The war ended safely, and we returned with the Monarch to his world. Crunch, crunch. Late into the night, as the Monarch studied diligently, I spoke to him from within the shadows, sharing my line of sight.

[Monarch, the answer to question fourteen is number two, not number one.] "Oh, really? Thanks."

The Monarch, who had been expelled from the place called middle school for not meeting the required attendance days, had entered a new battlefield known as the GED exam. He was maintaining near-perfect scores on practice tests, but he occasionally let his guard down like this and let a question slip by. When that happened, who else would support the Monarch? Bellion, the commander-in-chief, who was built like a mountain? Or Beru, the legion commander, who, however clever, was still nothing but an insect? In the end, it had to be me — the one who had graduated from knight academy with top marks during my time as a human.

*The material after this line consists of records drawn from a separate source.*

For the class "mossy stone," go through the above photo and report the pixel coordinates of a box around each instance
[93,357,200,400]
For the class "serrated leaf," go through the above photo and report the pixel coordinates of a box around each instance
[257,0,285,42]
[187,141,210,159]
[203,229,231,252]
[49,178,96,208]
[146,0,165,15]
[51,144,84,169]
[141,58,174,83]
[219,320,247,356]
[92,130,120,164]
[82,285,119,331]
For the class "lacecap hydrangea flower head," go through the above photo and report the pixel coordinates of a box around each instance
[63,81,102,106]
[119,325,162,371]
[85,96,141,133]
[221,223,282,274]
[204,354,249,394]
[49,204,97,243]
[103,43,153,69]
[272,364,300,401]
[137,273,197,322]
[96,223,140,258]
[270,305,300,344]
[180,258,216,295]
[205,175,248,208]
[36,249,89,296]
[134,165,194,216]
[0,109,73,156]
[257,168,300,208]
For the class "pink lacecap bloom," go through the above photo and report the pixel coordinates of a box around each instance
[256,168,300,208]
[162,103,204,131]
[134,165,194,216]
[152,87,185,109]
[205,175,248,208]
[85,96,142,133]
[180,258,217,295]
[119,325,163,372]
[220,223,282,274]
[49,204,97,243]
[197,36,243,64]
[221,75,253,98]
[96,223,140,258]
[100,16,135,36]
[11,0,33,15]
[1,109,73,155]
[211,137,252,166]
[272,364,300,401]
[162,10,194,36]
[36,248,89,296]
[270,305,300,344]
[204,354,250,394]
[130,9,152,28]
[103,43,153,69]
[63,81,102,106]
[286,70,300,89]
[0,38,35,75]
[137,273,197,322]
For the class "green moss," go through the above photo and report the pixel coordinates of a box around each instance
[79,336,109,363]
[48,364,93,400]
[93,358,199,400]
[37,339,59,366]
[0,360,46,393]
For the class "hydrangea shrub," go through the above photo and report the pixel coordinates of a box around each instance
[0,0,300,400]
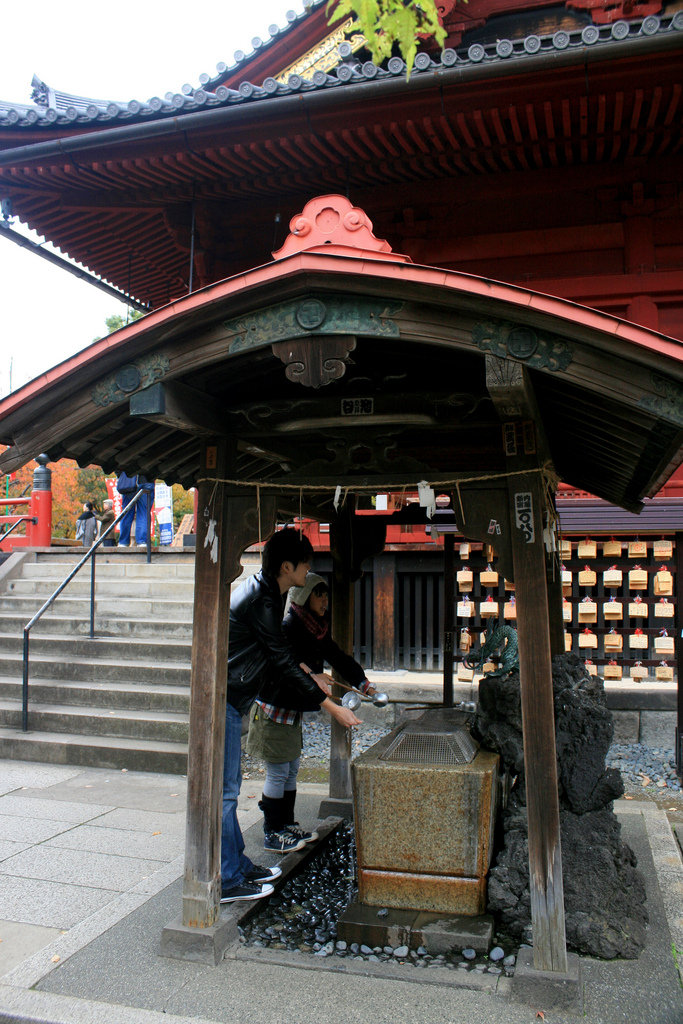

"But the answer to fourteen… it says one. Would you bet your life on number two, Igrit?"

The Monarch's keen observation, as he unfolded the answer key, prompted me to concede with all the dignity of a knight.

[It seems my training is still insufficient. I will strive to improve further for the Monarch's sake.] '…'

I am the Monarch's knight. The Monarch's sword. The Monarch's battlefield is my battlefield. Now that the Monarch has set foot on a new battlefield, it seems my glorious days will continue for some time to come.